November 07, 2024
Business

Passamaquoddy see details of LNG pact

PLEASANT POINT – Nearly a year after the Passamaquoddy Tribe agreed to partner with a development company in the hope of building a $400 million liquefied natural gas terminal on tribal land, details of the agreement were made available by tribal officials for the first time to all tribal members.

Last week the tribal council met and released financial details of the deal to those in attendance, according to tribal members, who said previously those details were not available to them. The council also decided to let the agreement lapse next month. The agreement was signed on May 14, 2004.

Tribal attorney Craig Francis told the Bangor Daily News on Monday the vote by the council was neither a thumbs-up nor thumbs-down vote on the project. He said letting the agreement lapse merely was a tool to get both sides back to the negotiating table to discuss extending the agreement or making a new deal.

To date, Oklahoma-based Quoddy Bay LLC has paid the tribe $20,000 to do a feasibility study and another $15,000 per month for 10 months of the 12-month contract, according to a copy of the agreement provided to the BDN by tribal members.

Although tribal members voted in favor of the project, Perry residents turned it down in March. In 1986, the tribe gave Perry residents a say over any commercial development on land annexed from the town by the tribe.

According to the agreement between Quoddy Bay and the tribe, the developers want between 40 and 60 acres of coastline property. The developers offered the tribe a maximum of $8 million a year to site a facility on tribal land. They agreed to pay the tribe a $665,667-a-month lease payment if a facility similar to the one that Conoco-Phillips hoped to build in Harpswell were developed. Harpswell voters rejected the project last year.

Should the Pleasant Point facility not reach the targeted billion-cubic-foot capacity of gas per day, the developers agreed to a minimum lease payment of $300,000 a month once the facility was fully operational.

During the past few months, the tribe has come under fire from those who believe that it should retain ownership over the terminal and let someone else run it. The agreement dealt with that issue. “Alternately an ownership interest by the [tribe] in the project can be negotiated in lieu of a ground-lease payment,” the agreement said.

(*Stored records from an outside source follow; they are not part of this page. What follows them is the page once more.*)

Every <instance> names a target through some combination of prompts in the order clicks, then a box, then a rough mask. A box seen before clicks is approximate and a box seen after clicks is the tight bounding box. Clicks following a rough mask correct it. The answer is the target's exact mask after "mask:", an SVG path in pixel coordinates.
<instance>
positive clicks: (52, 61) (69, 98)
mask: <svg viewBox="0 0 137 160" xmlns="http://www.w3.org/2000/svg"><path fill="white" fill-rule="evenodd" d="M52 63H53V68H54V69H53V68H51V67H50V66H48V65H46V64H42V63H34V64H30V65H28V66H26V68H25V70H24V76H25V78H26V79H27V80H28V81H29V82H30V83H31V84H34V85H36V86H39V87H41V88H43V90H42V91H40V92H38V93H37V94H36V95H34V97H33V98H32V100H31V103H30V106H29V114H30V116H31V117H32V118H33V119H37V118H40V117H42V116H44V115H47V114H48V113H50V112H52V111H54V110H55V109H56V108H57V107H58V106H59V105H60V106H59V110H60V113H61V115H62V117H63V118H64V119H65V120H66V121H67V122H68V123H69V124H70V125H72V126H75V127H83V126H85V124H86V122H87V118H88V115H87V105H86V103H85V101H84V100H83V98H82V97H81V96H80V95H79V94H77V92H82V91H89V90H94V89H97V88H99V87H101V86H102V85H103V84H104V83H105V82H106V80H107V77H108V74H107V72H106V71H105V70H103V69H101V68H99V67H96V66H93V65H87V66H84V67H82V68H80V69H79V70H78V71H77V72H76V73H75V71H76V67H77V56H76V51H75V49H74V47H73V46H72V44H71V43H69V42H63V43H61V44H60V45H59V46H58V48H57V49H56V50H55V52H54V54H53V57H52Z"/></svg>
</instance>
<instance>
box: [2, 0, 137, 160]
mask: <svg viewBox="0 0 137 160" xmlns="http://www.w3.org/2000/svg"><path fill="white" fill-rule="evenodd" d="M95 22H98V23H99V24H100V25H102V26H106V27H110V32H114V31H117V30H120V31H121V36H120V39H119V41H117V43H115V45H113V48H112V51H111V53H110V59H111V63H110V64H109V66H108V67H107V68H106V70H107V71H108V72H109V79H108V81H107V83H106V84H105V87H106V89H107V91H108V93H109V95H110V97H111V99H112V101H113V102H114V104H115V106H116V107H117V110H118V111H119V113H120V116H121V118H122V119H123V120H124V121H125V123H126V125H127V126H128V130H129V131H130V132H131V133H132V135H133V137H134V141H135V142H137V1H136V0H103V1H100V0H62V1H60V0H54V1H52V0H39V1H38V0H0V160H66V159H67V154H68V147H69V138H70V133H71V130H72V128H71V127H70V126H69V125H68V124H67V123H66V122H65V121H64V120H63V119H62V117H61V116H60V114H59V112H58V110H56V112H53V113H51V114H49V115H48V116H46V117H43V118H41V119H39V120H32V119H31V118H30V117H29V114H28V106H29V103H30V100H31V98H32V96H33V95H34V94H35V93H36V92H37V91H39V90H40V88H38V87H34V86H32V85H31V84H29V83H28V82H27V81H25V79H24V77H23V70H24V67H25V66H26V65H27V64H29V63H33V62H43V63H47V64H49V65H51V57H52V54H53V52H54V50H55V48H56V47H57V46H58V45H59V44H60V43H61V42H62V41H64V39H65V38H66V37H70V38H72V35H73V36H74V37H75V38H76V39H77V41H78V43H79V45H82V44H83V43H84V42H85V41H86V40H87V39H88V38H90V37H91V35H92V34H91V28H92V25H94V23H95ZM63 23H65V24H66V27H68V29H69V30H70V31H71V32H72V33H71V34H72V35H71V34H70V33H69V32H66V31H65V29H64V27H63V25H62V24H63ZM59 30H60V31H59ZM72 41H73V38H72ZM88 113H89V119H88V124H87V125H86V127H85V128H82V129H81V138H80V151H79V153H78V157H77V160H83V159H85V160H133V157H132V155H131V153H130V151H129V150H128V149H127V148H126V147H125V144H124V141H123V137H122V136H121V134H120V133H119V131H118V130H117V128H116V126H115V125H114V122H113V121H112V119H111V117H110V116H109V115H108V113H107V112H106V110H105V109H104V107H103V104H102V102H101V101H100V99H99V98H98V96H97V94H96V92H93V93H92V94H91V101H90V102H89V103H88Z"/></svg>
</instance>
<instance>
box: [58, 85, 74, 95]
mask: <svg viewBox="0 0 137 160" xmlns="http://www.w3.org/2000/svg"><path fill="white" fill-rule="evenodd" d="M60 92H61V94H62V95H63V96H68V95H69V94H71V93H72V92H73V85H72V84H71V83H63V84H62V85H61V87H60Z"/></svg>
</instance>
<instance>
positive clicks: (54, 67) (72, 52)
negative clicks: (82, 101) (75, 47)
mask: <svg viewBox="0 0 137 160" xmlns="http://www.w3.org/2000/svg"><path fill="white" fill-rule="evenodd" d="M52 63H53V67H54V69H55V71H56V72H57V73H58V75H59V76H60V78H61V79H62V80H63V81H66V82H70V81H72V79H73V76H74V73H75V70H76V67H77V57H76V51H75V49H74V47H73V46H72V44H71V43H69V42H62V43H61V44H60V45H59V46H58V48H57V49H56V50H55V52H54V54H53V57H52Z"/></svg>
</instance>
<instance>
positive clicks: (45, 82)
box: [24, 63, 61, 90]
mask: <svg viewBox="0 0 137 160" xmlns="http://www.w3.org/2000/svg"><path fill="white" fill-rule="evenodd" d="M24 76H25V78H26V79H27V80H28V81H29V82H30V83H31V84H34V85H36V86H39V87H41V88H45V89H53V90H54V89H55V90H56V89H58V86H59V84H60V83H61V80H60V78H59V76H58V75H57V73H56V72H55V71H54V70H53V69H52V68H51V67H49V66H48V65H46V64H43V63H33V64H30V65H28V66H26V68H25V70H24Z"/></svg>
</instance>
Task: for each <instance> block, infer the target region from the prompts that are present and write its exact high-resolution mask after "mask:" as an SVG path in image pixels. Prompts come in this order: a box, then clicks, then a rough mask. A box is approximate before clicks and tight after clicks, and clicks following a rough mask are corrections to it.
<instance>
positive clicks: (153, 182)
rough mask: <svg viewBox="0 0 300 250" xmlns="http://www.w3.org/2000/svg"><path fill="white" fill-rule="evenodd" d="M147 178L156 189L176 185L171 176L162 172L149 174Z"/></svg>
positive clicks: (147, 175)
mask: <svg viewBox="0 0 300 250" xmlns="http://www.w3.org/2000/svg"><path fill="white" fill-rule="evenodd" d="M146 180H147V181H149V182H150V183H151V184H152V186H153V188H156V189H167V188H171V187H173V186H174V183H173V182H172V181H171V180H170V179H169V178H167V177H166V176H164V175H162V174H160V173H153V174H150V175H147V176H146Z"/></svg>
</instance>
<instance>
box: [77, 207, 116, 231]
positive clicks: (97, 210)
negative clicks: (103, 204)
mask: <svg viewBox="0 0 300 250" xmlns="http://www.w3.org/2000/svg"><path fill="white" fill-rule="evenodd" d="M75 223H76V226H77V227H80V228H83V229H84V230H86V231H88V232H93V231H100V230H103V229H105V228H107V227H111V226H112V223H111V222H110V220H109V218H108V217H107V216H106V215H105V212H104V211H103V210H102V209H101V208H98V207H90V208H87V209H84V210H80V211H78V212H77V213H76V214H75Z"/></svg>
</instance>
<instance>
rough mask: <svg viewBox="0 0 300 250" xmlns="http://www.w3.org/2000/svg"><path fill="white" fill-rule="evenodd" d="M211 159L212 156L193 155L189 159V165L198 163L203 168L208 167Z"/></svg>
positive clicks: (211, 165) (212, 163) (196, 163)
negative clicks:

Opponent Vera Francis said Tuesday the developers said they would leave if Perry voters rejected the project. “It is time to move on to healthy ways of being in a relationship with the [Passamaquoddy] Bay that has long sustained us,” she said.

But tribe public relations spokeswoman Emily Francis said Tuesday that Perry residents have contacted the developers to ask for another vote. “What we tell them is we can’t ask for another vote, they can do that. I think there’s a lot of interest out there. However, we have not committed to doing that yet, and we still are looking at all of our options and exploring other areas as well,” she said.

On Tuesday the tribe’s attorney could not be reached for comment.